To come back to the secret of inner peace, our questioning and doubting mind is always wanting in peace. Our loving and dedicated heart is always flooded with inner peace. If our mind has all the questions, then our heart has all the answers. The answers are perfect precisely because they come straight from the soul, which sees the Truth and lives in the Truth. And Truth, Truth alone, is the Goal of Goals.
If you want to have the inner peace, then you must follow the path of spirituality. Spirituality is the answer. There are three ages of man: under-age, over-age and average. To the under-age, spirituality is hocus-pocus. To the over-age, spirituality is something dry, uncertain and obscure. And to the average, spirituality is self-oblivion, self-negation and self-annihilation.

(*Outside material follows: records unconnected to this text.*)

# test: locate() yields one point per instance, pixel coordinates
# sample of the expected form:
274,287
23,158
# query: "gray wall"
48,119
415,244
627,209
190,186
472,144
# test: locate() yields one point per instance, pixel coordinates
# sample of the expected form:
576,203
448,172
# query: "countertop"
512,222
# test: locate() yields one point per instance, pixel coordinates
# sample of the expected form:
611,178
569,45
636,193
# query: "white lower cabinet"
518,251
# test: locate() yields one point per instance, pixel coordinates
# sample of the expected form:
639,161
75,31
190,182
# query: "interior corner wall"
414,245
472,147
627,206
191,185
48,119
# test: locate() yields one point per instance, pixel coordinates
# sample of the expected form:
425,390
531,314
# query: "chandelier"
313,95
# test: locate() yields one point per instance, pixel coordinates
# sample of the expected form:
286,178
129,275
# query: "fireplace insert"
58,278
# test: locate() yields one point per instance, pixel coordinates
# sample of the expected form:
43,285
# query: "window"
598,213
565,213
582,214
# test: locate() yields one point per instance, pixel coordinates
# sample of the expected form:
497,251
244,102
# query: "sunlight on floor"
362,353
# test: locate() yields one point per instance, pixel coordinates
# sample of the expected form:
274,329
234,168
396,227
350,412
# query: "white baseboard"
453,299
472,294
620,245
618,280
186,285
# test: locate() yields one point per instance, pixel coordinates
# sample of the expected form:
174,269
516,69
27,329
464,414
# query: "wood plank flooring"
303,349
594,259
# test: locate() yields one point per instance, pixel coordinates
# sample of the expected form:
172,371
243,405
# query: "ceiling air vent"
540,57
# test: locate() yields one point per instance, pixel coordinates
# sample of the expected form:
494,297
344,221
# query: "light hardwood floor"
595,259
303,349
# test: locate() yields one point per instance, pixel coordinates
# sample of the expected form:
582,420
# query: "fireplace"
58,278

But a true seeker will say that spirituality is something normal, natural, spontaneous, fertile, clear, luminous, divinely self-conscious, self-affirmative and self-creating. If you have a spiritual Teacher to help and guide you, then you are very lucky. Listen to him always, until you breathe your last. If you stop taking advice from him, then yours will be the loss and not his. Even in the ordinary human life one needs a teacher, a mentor. There is considerable truth in what Churchill says: “In those days he was wiser than he is now — he used, frequently, to take my advice.”
If you do not have a spiritual Master and if you do not care for one, then at every moment please listen to the dictates of your soul in absolute silence. Peace you want and need. To have peace, you must have free access to your soul. To have free access to your soul, you must have inner silence. To have inner silence, you need aspiration. To have aspiration, you need God’s Grace. To have God’s Grace, you must feel that you are God’s and God’s alone, always!
We are now in Connecticut. The motto of Connecticut is supremely significant. My heart of devotion and my soul of love are singing the matchless motto of Connecticut: Qui Transtulit Sustinet — “He who transplanted sustains.” God transplanted Truth to earth, and He sustains this Truth with Love. In the combination of the two lies the secret of inner peace.